You can get a free version of R for your computer from a number of sources, for example here, Click on you operating system and choose base.
Next you should install a nice fronend for R called RStudio
Once you have started a session the first thing you see is some text, and then the > sign. This is the R prompt, it means R is waiting for you to do something. Sometimes the prompt changes to a different symbol, as we will see.
R has a nice recall feature, use the up and down arrows. Also, typing history() shows you the most recent things entered.
R has a decent help facility, type help() . If you need help on a specific command use it as an argument, for example help(mean) or ?mean. Many functions have examples, type example(mean)
R is case-sensitive, so a and A are two different things.
Often during a session you create objects that you need only for a short time. When you no longer need them use rm() to get rid of them
Example:
x=1:10
sum(x^2)
rm(x)
R has a number of data structures:
the most basic structure for a simple set of numbers.
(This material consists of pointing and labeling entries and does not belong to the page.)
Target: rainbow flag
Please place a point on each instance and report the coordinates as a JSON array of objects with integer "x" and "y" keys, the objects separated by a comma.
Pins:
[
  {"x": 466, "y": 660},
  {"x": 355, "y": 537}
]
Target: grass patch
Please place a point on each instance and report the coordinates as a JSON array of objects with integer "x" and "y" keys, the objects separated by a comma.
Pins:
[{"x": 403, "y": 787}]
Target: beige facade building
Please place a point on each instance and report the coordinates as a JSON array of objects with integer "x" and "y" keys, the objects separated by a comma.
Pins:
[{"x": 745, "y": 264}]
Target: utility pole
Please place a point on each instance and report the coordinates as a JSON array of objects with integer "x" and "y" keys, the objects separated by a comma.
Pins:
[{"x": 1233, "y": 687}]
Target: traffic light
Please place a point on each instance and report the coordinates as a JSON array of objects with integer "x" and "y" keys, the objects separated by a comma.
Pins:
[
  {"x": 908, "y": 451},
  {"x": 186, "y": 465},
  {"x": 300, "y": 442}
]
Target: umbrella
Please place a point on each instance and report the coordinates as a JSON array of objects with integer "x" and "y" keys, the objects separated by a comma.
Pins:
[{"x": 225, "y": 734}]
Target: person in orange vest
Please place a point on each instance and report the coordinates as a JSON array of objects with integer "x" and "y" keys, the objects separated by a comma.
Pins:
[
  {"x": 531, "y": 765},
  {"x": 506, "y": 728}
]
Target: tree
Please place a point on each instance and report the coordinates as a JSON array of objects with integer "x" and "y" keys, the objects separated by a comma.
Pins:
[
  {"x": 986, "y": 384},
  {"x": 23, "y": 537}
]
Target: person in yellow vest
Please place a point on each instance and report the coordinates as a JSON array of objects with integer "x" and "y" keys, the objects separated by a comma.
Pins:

Say we want the numbers 1.5, 3.6, 5.1 and 4.0 in an R vector called x, then we can type x=c(1.5,3.6,5.1,4.0) “c” stands for concatenate, meaning “put together”
There are various ways to generate a vector, here are some examples:
x=1:10
x=10:1
x=1:20*2
x=c(1:10,1:10*2)
Sometimes you need prentices:
n=10
1:n-1
1:(n-1)
The rep (“repeat”) command is very useful:
rep(1,10)
rep(1:3,10)
rep(1:3,rep(3,3))
To find out how many elements a vector has use the length command
The elements of a vector are accessed with the bracket notation:
x=1:10*5
x[3]
x[1:3]
x[c(1,3,8)]
x[-3]
x[-c(1,2,5)]
Instead of numbers a vector can also consist of characters (letters, numbers, symbols etc.) These are identified by quotes:
x=c(“A”,“B”,“7”,“%”)
A vector is either numeric or character, but never both. You can turn one into the other (if possible) as follows:
x=1:10
as.character(x)
x=c(“1”,“5”)
as.numeric(x)
R does a lot of automatic type conversion. Say you type
x=c(“A”,“B”,6:10,“%”)
Now this is a mix of numbers and characters. The numbers can be turned into characters but not vice versa, so the result is a character vector:
“A” “B” “6” “7” “8” “9” “10” “%”
Automatic type conversion is very useful but also dangerous, sometimes R turns an object into a different type, and you don’t notice, still looking for the old type.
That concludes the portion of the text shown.